O que se conecta a uma outra questão. Conexão: contato. A questão de não termos respostas. Temos muitas perguntas e muita pressa. A pressa que, como pontua o Paulo, é pressa de evitar conflito.

Nisso de não ter respostas fazemos muita coisa ruim. Inclusive fingir que o outro não é mais “matável” que nós. Dizemos que todas as vidas importam e agimos para manter um sistema racista. Dizemos que o motoboy é essencial e deixamos que ele seja tratado como cidadão de segunda classe, sem direito a nada. Só que tem cada vez mais gente menos disposta a apagar esse conflito, a silenciar essas vozes. Mais gente querendo gritar junto.

Ligo para uma amiga, Camila Kfouri, também psicanalista, DJ, ativista dos direitos humanos, envolvida nos movimentos sociais, uma mulher que tá na luta. Nesse dia estou mais calma. Falamos dos fluxos que ainda circulam mesmo pra quem está isolado. Cartas, por exemplo, que nós duas andamos escrevendo. Cartas que gente como Elza Soares e Jup do Bairro escreveram e leram na cápsula do tempo desta edição. Mas também da troca de bolos, de rolos, de nudes. Tá tudo por aí: contato.

Camila também tem ouvido muito sobre horizontes roubados. Que pode ser um casamento adiado, uma viagem que não foi ou um familiar que morreu de Covid, o desemprego, a falta de qualquer estrutura social, a seca de perspectivas, pode ser muita coisa. Como analista diz que também está fazendo muito trabalho terapêutico no sentido mais prático da coisa, de aconselhar sobre riscos e sintomas do corona, por exemplo. Em um país que nega a Ciência e os direitos e faz das fake news moeda de opressão, informação de qualidade também é cuidado. “Estão tirando tudo na base da porrada”, ela diz, muito precisa. Violência literal e simbólica: contato.

A gente anda até sonhando mais com o espaço, pirando nos novos planetas que podem abrigar vida. Tem gente já querendo garantir terreno nesse céu sem Paraíso, na base do cifrão. Acompanho pelo Instagram a viagem dos integrantes da Estação Espacial Internacional, imagino como deve ser olhar tudo lá de cima, se eles acostumam, se choram quando olham pro planeta, que tipo de sonhos têm quando vão dormir, se anotam tudo num diário. Contato, contato, contato.
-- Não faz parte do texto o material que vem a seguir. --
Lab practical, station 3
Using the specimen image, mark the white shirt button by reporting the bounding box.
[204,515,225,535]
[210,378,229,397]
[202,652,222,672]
Mas penso que não adianta. O conflito, se tentamos fugir de foguete, embarca junto feito Alien, o oitavo passageiro. Falando em ET, vemos uma nova piração com o desejo de abdução, muitas notícias recentes sobre alienígenas, todo um Arquivo X a céu aberto. Na nave que nos puxa pra cima junto com as vacas, navios, pés de meia, bom senso e outras coisas misteriosamente desaparecidas, de brinde vai o conflito que nos constitui. Não tem jeito, gente.

O que fazer? A resposta é que não tem resposta pronta. A resposta é sonhar outro mundo. A resposta é rejeitar a solução genocida de dividir o mundo entre mais ou menos matáveis. A resposta é criar formas de viver o amor. A resposta é enfrentar o conflito sem querer resgatar um mundo que existiu e era péssimo, sem chamar de volta um que jamais houve.

Já que não tem resposta pra pensar um novo projeto geracional, eu chuto a letra C só pra nomear esse início de arquivo. Faz parte o choro, mas é C de contato e de seu irmão gêmeo, o conflito. Coragem, gente, coragem.